Despite the war, Dr. Aylward said he believed that both sides understood the urgent need for repeated vaccinations of all young children because polio can spread indiscriminately and is so difficult to eradicate. Nonetheless, he said, it remained unclear whether the vaccination effort, in all parts of Syria, would be impeded by the conflict’s chaos and politics.
“The virus is the kind of virus that finds vulnerable populations,” he said, “and the combination of vulnerability and low immunization coverage, that is a time bomb. There is a real risk of this exploding into an outbreak with hundreds of cases.”
The World Health Organization, working with Unicef and other aid groups, has organized a plan to administer repeated oral doses of polio vaccine in concentric geographical circles, starting with children in Deir al-Zour and eventually reaching western Iraq, southern Turkey, Jordan, Israel, the Palestinian territories and Egypt. In Lebanon, home to more than 700,000 Syrian refugees, public health officials said Friday that they were undertaking a related effort to vaccinate all children under age 5.
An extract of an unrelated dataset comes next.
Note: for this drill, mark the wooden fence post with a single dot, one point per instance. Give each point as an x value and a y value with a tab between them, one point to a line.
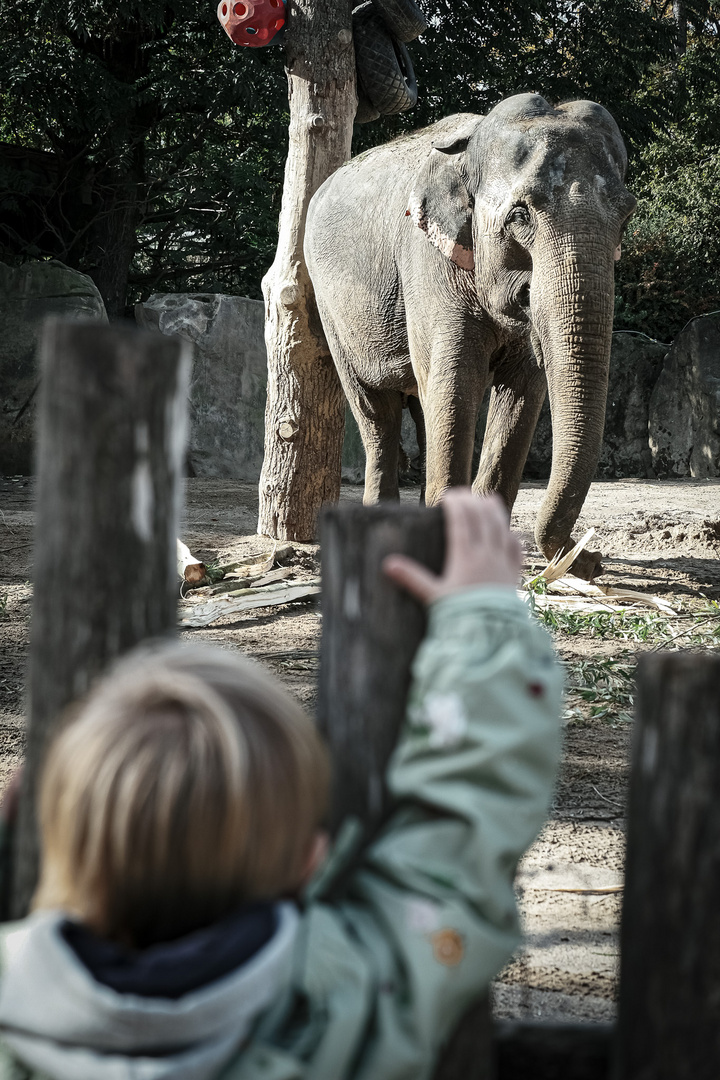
370	634
112	423
669	995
Altogether, Dr. Aylward said, more than 10 million young children in the Middle East would get polio vaccinations over the next several weeks.
While the source of the Syrian polio strain remained unclear, public health experts said the jihadists who had entered Syria to fight the government of President Bashar Assad may have been carriers. Dr. Aylward said there were some indications that the strain had originated in Pakistan. He cited the recent discovery of the Pakistani strain in sewage in Egypt, Israel, the West Bank and Gaza.